A multi-agent code reviewer. Point it at a diff and a panel of specialist LLM agents — security, performance, correctness, tests, and style — review it in parallel. A synthesizer then de-duplicates, ranks, and consolidates everything into a single verdict: APPROVE, COMMENT, or REQUEST_CHANGES.
▶ Try the live demo — runs entirely in your browser via Pyodide. No install, no API key.
A single LLM asked to "review this code" spreads itself thin and misses things. Quorum gives each concern its own agent with a focused prompt, runs them concurrently, routes a stronger model to the high-stakes checks (security, correctness) and a faster one to nits (style) — then has a synthesizer make the final call. It's built like production software: zero runtime dependencies, native structured outputs, a deterministic offline mode, graceful degradation when an agent fails, a measured detection benchmark, per-repo configuration, and a CI-friendly exit code.
flowchart TB
A["Unified diff<br/>(git diff · PR · stdin)"] --> B["Diff parser<br/>files · hunks · language · test/doc"]
B --> C{"Dispatcher<br/>routing + model tiers"}
C -->|strong model| S["🛡 Security agent"]
C -->|strong model| P["⚡ Performance agent"]
C -->|strong model| K["🎯 Correctness agent"]
C -->|fast model| T["🧪 Tests agent"]
C -->|fast model| Y["✨ Style agent"]
S --> F["Structured findings<br/>(file · line · severity · fix)"]
P --> F
K --> F
T --> F
Y --> F
F --> Z["Synthesizer<br/>de-dup · rank · decide · summarize"]
Z --> V{{"VERDICT<br/>APPROVE · COMMENT · REQUEST_CHANGES"}}
Z --> O["Output<br/>text · markdown · JSON · CI exit code"]
- Parse — the diff is split into files and hunks; each file is classified by language and whether it's a test or a doc.

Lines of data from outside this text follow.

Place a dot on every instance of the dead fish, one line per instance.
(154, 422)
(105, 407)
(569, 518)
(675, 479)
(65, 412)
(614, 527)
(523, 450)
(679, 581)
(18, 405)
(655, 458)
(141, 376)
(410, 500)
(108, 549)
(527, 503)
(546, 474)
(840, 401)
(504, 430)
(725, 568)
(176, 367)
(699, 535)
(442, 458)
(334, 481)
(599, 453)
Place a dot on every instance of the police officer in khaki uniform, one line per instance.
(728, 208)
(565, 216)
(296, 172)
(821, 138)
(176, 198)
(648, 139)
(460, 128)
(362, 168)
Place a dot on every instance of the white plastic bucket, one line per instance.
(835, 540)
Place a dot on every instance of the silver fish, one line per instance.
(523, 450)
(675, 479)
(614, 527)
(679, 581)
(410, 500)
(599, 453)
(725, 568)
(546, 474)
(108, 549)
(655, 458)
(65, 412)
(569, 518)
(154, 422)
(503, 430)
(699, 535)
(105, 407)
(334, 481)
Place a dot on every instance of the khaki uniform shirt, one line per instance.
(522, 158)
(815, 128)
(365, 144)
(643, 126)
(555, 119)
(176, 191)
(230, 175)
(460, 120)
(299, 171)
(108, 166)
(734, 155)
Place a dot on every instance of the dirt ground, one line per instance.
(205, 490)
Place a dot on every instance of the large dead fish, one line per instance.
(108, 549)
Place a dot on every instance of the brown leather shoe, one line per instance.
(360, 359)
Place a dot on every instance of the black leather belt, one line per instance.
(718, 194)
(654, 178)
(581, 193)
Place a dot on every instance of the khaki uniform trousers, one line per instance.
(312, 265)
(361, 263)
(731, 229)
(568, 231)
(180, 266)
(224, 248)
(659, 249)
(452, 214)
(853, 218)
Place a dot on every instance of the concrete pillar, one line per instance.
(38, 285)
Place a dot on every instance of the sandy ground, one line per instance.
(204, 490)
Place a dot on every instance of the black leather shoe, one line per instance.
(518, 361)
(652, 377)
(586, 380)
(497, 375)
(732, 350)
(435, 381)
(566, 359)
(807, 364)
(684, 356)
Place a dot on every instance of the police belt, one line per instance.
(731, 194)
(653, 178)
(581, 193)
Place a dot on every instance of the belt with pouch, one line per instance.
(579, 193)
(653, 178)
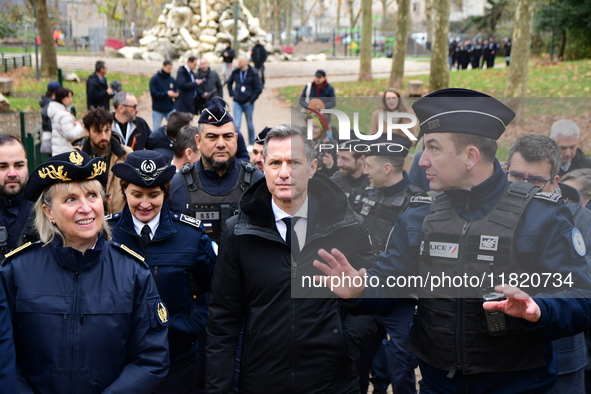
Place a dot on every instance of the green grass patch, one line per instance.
(27, 93)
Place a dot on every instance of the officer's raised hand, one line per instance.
(344, 280)
(517, 304)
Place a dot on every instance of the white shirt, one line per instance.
(190, 73)
(138, 226)
(301, 225)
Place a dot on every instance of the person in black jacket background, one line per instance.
(98, 93)
(188, 87)
(228, 55)
(211, 85)
(163, 89)
(258, 54)
(244, 85)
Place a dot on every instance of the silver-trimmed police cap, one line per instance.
(462, 111)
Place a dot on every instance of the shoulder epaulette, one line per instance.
(129, 251)
(420, 200)
(555, 198)
(187, 219)
(15, 251)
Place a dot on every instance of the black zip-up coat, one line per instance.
(290, 345)
(160, 84)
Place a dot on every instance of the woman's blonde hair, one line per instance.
(45, 228)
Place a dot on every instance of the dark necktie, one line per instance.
(146, 236)
(290, 223)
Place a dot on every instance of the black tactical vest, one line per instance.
(380, 213)
(354, 194)
(449, 332)
(214, 210)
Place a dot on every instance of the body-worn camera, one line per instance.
(495, 321)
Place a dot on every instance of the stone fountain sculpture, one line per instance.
(198, 28)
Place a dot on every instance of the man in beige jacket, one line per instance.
(100, 141)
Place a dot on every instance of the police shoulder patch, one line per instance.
(129, 251)
(420, 200)
(161, 313)
(548, 196)
(578, 242)
(189, 220)
(16, 250)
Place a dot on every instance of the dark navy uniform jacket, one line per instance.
(85, 323)
(544, 241)
(210, 181)
(13, 215)
(7, 358)
(178, 249)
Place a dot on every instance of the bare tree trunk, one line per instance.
(338, 25)
(562, 45)
(365, 53)
(517, 78)
(277, 16)
(429, 13)
(48, 54)
(288, 21)
(439, 74)
(397, 72)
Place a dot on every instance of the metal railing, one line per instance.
(27, 127)
(10, 60)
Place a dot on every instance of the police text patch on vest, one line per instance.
(443, 249)
(578, 242)
(489, 242)
(161, 313)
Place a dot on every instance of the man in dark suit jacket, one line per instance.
(188, 87)
(98, 93)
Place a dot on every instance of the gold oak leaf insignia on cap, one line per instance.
(162, 313)
(76, 158)
(52, 173)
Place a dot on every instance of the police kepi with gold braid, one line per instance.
(66, 167)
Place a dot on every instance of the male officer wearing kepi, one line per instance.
(211, 188)
(380, 207)
(481, 223)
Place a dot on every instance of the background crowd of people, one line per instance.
(172, 260)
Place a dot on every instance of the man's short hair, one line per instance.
(97, 117)
(565, 128)
(98, 65)
(176, 121)
(396, 161)
(486, 146)
(185, 139)
(290, 130)
(10, 139)
(537, 148)
(200, 127)
(120, 99)
(583, 177)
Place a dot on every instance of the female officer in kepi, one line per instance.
(86, 313)
(176, 248)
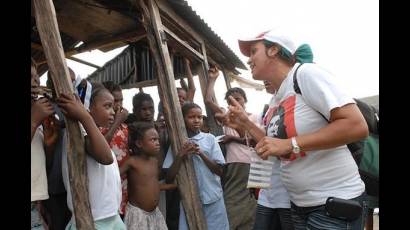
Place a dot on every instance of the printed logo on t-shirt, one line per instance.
(281, 122)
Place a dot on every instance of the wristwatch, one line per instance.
(295, 146)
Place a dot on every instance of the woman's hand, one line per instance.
(72, 107)
(40, 110)
(270, 146)
(213, 73)
(51, 130)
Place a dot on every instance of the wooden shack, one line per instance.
(158, 33)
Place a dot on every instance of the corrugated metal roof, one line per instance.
(182, 8)
(136, 57)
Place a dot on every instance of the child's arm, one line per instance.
(229, 138)
(125, 166)
(163, 186)
(191, 85)
(212, 165)
(173, 170)
(95, 143)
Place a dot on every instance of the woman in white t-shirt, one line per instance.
(308, 131)
(104, 182)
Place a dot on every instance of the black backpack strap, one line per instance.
(295, 81)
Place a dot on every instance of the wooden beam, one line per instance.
(227, 81)
(84, 62)
(36, 46)
(202, 71)
(186, 179)
(184, 44)
(77, 168)
(141, 84)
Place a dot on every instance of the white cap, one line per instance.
(275, 36)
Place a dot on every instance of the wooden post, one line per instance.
(50, 38)
(227, 82)
(202, 71)
(186, 178)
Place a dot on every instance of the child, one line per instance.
(142, 171)
(207, 159)
(117, 136)
(104, 183)
(142, 108)
(237, 196)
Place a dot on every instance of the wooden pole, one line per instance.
(227, 80)
(50, 38)
(186, 178)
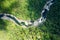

- Route — the dispatcher decides which specialists to run for this changeset (a docs-only change skips the security/perf agents; if tests were already updated, the "missing tests" check is dropped) and assigns each agent a model tier.
- Review in parallel — every specialist runs concurrently against the added lines and returns structured JSON findings. If one agent errors out, it's recorded and the panel continues — a single failure never aborts the review.
- Synthesize — findings are de-duplicated, sorted by severity, reduced to a verdict, and summarized for the PR author.
- Report — render as colored terminal text, GitHub-flavored markdown (for a PR comment), or JSON. The process exit code is CI-friendly.
Quorum ships with a deterministic mock reviewer so you can see it run immediately:
git clone https://github.com/skmdroid/quorum.git
cd quorum
pip install -e .
# review your current working changes
quorum review
# or a saved diff file
quorum review --diff tests/fixtures/sample.diffVERDICT: REQUEST_CHANGES
Panel review complete: 6 finding(s) consolidated across the specialist agents.
⛔ 1 critical 🔴 1 high 🟡 3 medium ⚪ 1 info
⛔ [CRITICAL] Use of eval()
app/handler.py:4 · security
eval() on dynamic input allows arbitrary code execution.
↳ Parse explicitly or use ast.literal_eval().
...
The mock provider needs no model — it's also what the test suite runs against, so CI is fast and free.
Pick a provider with --provider. Quorum is model-agnostic; you bring your own key (or use a local model):
| Provider | Setup | Cost |
|---|---|---|
mock |
nothing — built in | free, offline |
claude-cli |
the Claude CLI on your PATH |
uses your Claude subscription |
anthropic |
pip install 'quorum-review[anthropic]' · export ANTHROPIC_API_KEY=… |
per-token |
openai |
pip install 'quorum-review[openai]' · export OPENAI_API_KEY=… |
per-token |
ollama |
a running Ollama server | free, local |
# real review through the Claude CLI (no API key — uses your subscription)
quorum review --diff pr.diff --provider claude-cli
# Anthropic API, JSON output
export ANTHROPIC_API_KEY=sk-ant-...
quorum review --staged --provider anthropic --format json
# fully local with Ollama, pinning one model for every agent
quorum review --provider ollama:llama3See examples/sample_review.md for a full real review (13 findings) produced by the panel.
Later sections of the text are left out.